The government alleges that between 2018 and when Upton Care closed its doors in 2022, Youssefi-Rashti and Upton Care knowingly filled fraudulent prescriptions for controlled substances, ignoring red flags indicating that the prescriptions were not legitimate. For example, the government alleges that Youssefi-Rashti dispensed controlled substances to more than 300 people that traveled more than 180 miles from their homes to Upton Care. Additionally, Youssefi-Rashti dispensed prescriptions for both opioids and stimulants—a dangerous and potentially lethal combination—to the same patient concurrently. Youssefi-Rashti also regularly filled prescriptions for controlled substances that were paid for with cash even though the patient had insurance available to pay for the patient’s prescriptions. Although the Centers for Disease Control and Prevention generally recommends that primary care clinicians should avoid daily dosages of opioids over 90 morphine milligram equivalents (“MME”), Youssefi-Rashti routinely dispensed prescriptions to patients causing their MME levels to be many times that amount—and upwards of 1800 daily MME. The government alleges that Upton Care is liable for these deficiencies.

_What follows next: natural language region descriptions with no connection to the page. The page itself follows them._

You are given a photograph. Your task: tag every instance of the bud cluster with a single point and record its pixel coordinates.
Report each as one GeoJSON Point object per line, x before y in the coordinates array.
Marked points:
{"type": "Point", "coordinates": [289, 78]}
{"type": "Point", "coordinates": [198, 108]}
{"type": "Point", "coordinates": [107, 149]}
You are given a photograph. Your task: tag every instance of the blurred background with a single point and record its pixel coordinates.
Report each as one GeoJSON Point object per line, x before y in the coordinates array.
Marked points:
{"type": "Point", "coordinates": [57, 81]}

As part of the Consent Decree, Youssefi-Rashti and Upton Care are required to identify certain red flags—including when filling a prescription would cause the patient to take more than 90 daily MME; and when the patient pays in cash despite having insurance available to pay for the prescription. Before filling prescriptions bearing those red flags, the consent decree requires Youssefi-Rashti and Upton Care to document in detail any indications of abuse or diversion and the steps they took to ensure that the prescription was valid and was issued for a legitimate medical purpose, and that the prescription would not be abused or diverted for illegitimate purposes. Additionally, under the consent decree, Youssefi-Rashti and Upton Care are prohibited from filling certain prescriptions, including a combination of an opioid and a stimulant, and prescriptions for buprenorphine without naloxone without reliable documentation from the prescriber that the patient is pregnant, a nursing mother, or has had an actual adverse reaction to naloxone.

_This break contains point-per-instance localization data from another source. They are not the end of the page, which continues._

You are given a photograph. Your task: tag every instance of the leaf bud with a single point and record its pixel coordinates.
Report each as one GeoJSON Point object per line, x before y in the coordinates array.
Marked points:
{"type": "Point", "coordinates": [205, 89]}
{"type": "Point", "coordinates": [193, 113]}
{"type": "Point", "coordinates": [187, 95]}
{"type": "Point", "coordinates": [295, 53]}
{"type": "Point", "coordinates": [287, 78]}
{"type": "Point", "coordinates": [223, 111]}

Under the consent decree, if the DEA determines that Youssefi-Rashti or Upton Care have violated any provision of the consent decree or if Youssefi-Rashti or Upton Care do not implement the corrective action the DEA orders, the DEA can order Youssefi-Rashti and Upton Care to cease ordering, distributing, or dispensing controlled substances immediately.
The consent decree is not an admission of liability by Youssefi-Rashti or Upton Care, nor a concession by the United States that its claims are not well founded.
The Court’s approval of this consent decree should remind pharmacists and pharmacies of their corresponding responsibility to confirm the legitimacy of the prescriptions that they fill and that that the Department of Justice intends to use all tools at its disposal—both criminal and civil—to combat the controlled substances epidemic which continues to plague our country, including here in Maryland.